Doing its homework
Check out the Los Angeles Unified School District’s website and you can track its encouraging progress on the new policy allowing charter operators and other outside organizations to submit competing proposals to run certain schools. When the policy was approved in August, district leaders vowed a transparent and objective process, and so far they’re making good on that vow, posting updates on the website. Given L.A. Unified’s history of broken promises and political motives, we’re pleasantly surprised.
The latest outline of the application process was posted this month, and though it’s still in draft form, parents and the organizations that hope to operate schools should be pleased. It requires applicants to attend district meetings in the schools’ neighborhoods and reach out to parents. It also describes an exacting set of standards each organization must meet. Applicants must give preference to the students in each school’s attendance area, so they’re not skimming more-proficient students from other neighborhoods. Their applications must cover not only specific plans for curriculum, instructional materials and teacher training, but school culture, discipline and data systems.
Considering the daunting requirements and January deadline for applicants that want to start running schools in 2010, the first round of competing organizations probably will consist of mostly established charter school operators and perhaps United Teachers Los Angeles, which opposed the new policy but has responded to it with the game intention of proposing teacher-run schools. But the program will be rolled out over several years and include perhaps 250 new and underperforming schools, giving community-based groups a chance to design their own proposals in later rounds.
The only objectionable part of the draft process is something Supt. Ramon C. Cortines cannot control. As passed by the school board, the policy requires advisory votes by parents, staff and, in the case of high schools, students. These groups have valuable ideas to voice, but there are real disadvantages to formal votes.
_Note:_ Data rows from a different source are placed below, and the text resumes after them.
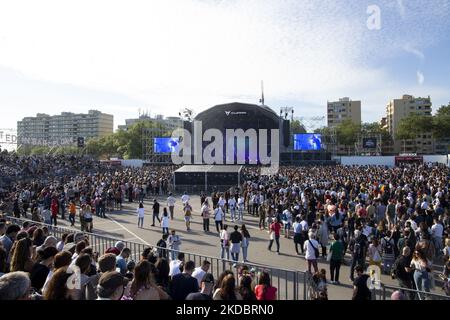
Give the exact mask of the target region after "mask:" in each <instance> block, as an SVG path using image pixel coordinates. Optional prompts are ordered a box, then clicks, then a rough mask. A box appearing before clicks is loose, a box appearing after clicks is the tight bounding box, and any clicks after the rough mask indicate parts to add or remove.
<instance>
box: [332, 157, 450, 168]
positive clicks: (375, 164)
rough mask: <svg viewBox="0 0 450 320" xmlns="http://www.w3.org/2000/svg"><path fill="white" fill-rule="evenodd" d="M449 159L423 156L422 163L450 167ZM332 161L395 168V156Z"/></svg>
mask: <svg viewBox="0 0 450 320" xmlns="http://www.w3.org/2000/svg"><path fill="white" fill-rule="evenodd" d="M449 157H450V155H449V156H446V155H424V156H423V161H424V162H438V163H443V164H446V165H450V164H449ZM334 160H337V161H338V162H340V163H341V164H342V165H344V166H354V165H359V166H388V167H393V166H395V156H342V157H336V158H334Z"/></svg>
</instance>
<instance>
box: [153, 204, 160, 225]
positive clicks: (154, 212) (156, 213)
mask: <svg viewBox="0 0 450 320" xmlns="http://www.w3.org/2000/svg"><path fill="white" fill-rule="evenodd" d="M159 207H160V205H159V202H158V200H157V199H155V200H153V223H152V227H154V226H155V219H157V220H158V222H159V223H161V219H160V218H159Z"/></svg>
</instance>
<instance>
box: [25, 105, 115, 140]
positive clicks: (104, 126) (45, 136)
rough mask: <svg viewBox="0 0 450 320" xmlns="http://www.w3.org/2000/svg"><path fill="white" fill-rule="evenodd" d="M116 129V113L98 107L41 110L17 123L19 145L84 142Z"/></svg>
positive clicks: (110, 131)
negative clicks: (76, 111) (74, 109)
mask: <svg viewBox="0 0 450 320" xmlns="http://www.w3.org/2000/svg"><path fill="white" fill-rule="evenodd" d="M113 132H114V117H113V115H110V114H106V113H102V112H100V111H97V110H89V112H88V113H87V114H85V113H72V112H62V113H61V114H60V115H55V116H50V115H48V114H43V113H38V114H37V115H36V117H26V118H23V119H22V121H18V122H17V142H18V145H19V146H20V145H29V146H38V145H54V146H57V145H76V143H77V141H78V138H80V137H82V138H84V140H85V141H87V140H89V139H91V138H98V137H103V136H106V135H108V134H111V133H113Z"/></svg>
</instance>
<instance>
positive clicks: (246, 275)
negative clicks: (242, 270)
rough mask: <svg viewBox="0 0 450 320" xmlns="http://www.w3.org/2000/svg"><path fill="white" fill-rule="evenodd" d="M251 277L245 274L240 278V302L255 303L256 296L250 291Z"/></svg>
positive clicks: (254, 294)
mask: <svg viewBox="0 0 450 320" xmlns="http://www.w3.org/2000/svg"><path fill="white" fill-rule="evenodd" d="M252 281H253V279H252V277H251V276H250V275H248V274H245V275H243V276H242V277H241V280H240V284H239V288H238V291H239V294H240V295H241V296H242V300H244V301H256V300H257V299H256V294H255V293H254V292H253V289H252Z"/></svg>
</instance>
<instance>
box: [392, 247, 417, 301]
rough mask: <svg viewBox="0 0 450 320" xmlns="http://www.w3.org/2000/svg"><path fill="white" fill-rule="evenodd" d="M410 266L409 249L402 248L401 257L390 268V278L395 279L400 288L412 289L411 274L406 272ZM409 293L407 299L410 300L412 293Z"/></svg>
mask: <svg viewBox="0 0 450 320" xmlns="http://www.w3.org/2000/svg"><path fill="white" fill-rule="evenodd" d="M410 265H411V249H410V248H409V247H404V248H403V251H402V255H401V256H399V257H398V258H397V260H395V263H394V266H393V268H392V278H393V279H395V278H396V279H397V281H398V283H399V286H400V287H401V288H407V289H413V278H412V275H411V273H409V272H408V271H406V268H409V267H410ZM408 292H409V297H410V299H411V300H413V298H414V293H412V292H411V291H408ZM411 293H412V295H411Z"/></svg>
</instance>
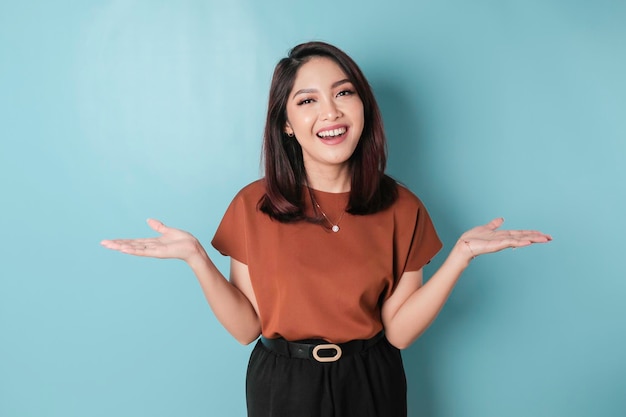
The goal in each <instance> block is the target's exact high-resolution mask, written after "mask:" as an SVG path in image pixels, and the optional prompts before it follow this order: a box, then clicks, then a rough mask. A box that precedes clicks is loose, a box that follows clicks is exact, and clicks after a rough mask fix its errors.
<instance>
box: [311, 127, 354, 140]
mask: <svg viewBox="0 0 626 417" xmlns="http://www.w3.org/2000/svg"><path fill="white" fill-rule="evenodd" d="M347 131H348V129H347V128H345V127H340V128H338V129H332V130H325V131H323V132H319V133H318V134H317V136H319V137H320V138H334V137H336V136H341V135H343V134H344V133H346V132H347Z"/></svg>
If one group disagrees with another, there will be a winning faction and a losing one; that’s a bad way for new management to start. Votes also can put pressure on the district to approve an operator that might have done a better marketing job but that offers an inferior educational plan.
The draft needs at least one addition before it should be considered complete: accountability. Placing a failing school under new management doesn’t guarantee success. This is a worthy experiment to see whether outside operators can pick up the pace of improvement in L.A.’s public schools. Cortines must include an equally detailed and objective yardstick to measure whether these new operators are succeeding, and if not, take the schools away from them.